Left-handedness has been connected to many different conditions, traits, and abilities. This is especially true for pathological syndromes, such as schizophrenia, along with learning disabilities and autism. The published research on handedness is vast and frequently contradictory, often raising more questions than providing answers. Questions such as:
- Is handedness genetic?
- Can handedness be changed?
- Are there consequences to training someone to switch handedness?
- Are there positive traits associated with left-handedness like creativity?
- Are there negative traits associated with left-handedness like trouble reading maps?
- Is it abnormal to do some things right-handed and other things left-handed?

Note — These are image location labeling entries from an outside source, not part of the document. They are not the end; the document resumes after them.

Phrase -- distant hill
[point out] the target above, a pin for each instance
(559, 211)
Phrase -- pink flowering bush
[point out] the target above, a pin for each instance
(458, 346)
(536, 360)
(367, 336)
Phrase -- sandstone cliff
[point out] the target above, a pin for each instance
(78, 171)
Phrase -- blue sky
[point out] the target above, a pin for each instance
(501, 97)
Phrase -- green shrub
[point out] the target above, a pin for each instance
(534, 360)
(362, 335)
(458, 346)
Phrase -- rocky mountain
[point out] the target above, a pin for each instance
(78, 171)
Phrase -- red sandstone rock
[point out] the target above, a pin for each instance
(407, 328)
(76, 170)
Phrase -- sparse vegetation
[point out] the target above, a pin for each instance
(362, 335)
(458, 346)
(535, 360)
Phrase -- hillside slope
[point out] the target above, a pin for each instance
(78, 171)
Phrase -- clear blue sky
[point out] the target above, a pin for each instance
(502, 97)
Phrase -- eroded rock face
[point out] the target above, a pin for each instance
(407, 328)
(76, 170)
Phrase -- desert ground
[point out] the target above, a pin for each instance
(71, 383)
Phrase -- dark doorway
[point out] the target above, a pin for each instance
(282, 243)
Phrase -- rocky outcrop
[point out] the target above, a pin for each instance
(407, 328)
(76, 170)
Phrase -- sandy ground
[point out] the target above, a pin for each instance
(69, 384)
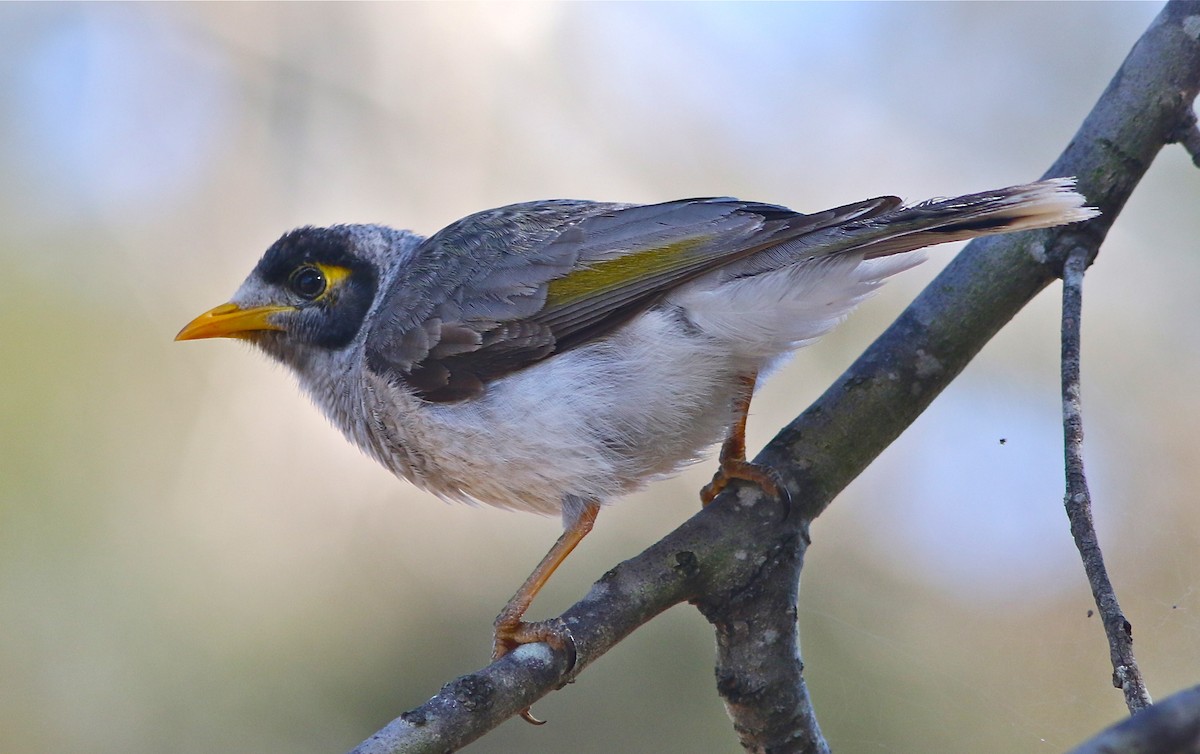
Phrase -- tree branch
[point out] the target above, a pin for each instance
(1171, 726)
(1126, 675)
(723, 557)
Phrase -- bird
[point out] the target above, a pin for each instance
(556, 355)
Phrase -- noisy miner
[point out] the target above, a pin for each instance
(555, 355)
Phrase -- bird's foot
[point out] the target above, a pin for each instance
(767, 479)
(510, 632)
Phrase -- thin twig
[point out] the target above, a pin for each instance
(1171, 726)
(1078, 501)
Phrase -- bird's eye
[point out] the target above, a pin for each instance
(307, 282)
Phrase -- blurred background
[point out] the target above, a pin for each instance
(192, 561)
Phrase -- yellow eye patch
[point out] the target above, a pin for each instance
(315, 281)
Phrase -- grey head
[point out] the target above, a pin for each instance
(319, 286)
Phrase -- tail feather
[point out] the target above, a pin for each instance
(1043, 204)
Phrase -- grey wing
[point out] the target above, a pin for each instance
(505, 288)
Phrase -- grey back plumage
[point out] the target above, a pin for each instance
(504, 288)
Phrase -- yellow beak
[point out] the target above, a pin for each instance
(231, 321)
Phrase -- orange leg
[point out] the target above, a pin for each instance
(510, 630)
(733, 452)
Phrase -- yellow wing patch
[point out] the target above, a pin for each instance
(612, 274)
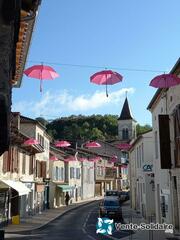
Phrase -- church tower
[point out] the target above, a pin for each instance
(126, 124)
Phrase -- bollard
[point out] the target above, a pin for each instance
(1, 234)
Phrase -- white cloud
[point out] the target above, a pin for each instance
(53, 104)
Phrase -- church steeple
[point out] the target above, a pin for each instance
(125, 113)
(126, 124)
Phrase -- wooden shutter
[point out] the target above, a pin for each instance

- Are the brains of left-handers different from the brains of right-handers?
Laterality: Exploring the Enigma of Left-Handedness examines the research conducted over the past 50 years with special emphasis on twenty-first century research on handedness and translates this literature into an accessible and readable form. Each chapter is based on a question or questions covering diverse topics such as genetic and biological origins of handedness, familial and hormonal influences on handedness, and the effects of a majority right-handed world on the behaviors of left-handers.
- Summarizes scientific research on laterality
- Separates fact from fiction in common beliefs about laterality
- Includes illustrative interviews with left-handers
1. Everybody's Right, So What's Left?
2. Left in the Genes
3. Who's Left in the Family?
4. Left-handers and the Right Mind
5. Left with Raging Hormones
6. Left to Die
7. Left in a Right-handed World
8. Geography, History and the Left Hand
9. Disorder, Diseases, and Life on the Left
10. Life on the Left: Not Bad After All
11. More than a Left Hand
Clare Porac received her Bachelor of Arts degree in sociology from Duquesne University and her MA and PhD degrees in psychology from the New School for Social Research. From 1974 to 1999 she was a faculty member in the Department of Psychology at the University of Victoria in Victoria, British Columbia, Canada. In 1999, she returned to the United States and assumed the positions of Professor of Psychology and Director of the School of Humanities and Social Sciences at Penn State Erie. In 2005-2006 she spent a sabbatical as the visiting Senior Scientist in the Science Directorate of the American Psychological Association. She returned to the American Psychological Association from 2007-2009 and served as the Associate Executive Director for Graduate and Postgraduate Education in the Education Directorate. Her current position is Professor of Psychology at Penn State Erie. She is a fellow of the American Psychological Association (Divisions 1 and 3), the Canadian Psychological Association, the Association for Psychological Science and the Eastern Psychological Association. She served on the Board of Directors of the Canadian Psychological Association and is currently serving a term on the Executive Committee of Division 3 (Experimental Psychology) of the American Psychological Association and on the APA Council of Representatives as a member representing Division 1 (Society for General Psychology). She is also a member of the Psychonomic Society.
Clare Porac was a co-author on the first two editions of the textbook, Sensation and Perception. However, it was her lead authorship on the book, Lateral Preferences and Human Behavior that established her international reputation as a researcher in the field of human lateral preferences including handedness. She has authored or coauthored 63 research articles and has presented 66 conference papers on her human laterality research; she has an additional 55 publications and 50 conference papers on other topics. In Canada, she received grants from the Natural Sciences and Engineering Research Council, the University of Victoria and the Dorothy and David Lam Endowment to support her work. In the United States, her research is supported by funds from Penn State University. She currently serves on the editorial boards of two of the major journals dealing with human laterality, Laterality and Brain and Cognition.
Clare Porac has lectured on human lateral preferences at universities in the United States, Canada, the UK and New Zealand. She has given media interviews that have appeared in Canadian outlets such as The Edmonton Journal, The Calgary Sun, and The Globe and Mail. In the United States, interviews have appeared in USA Today, Toledo Blade and The Detroit News and also on National Public Radio.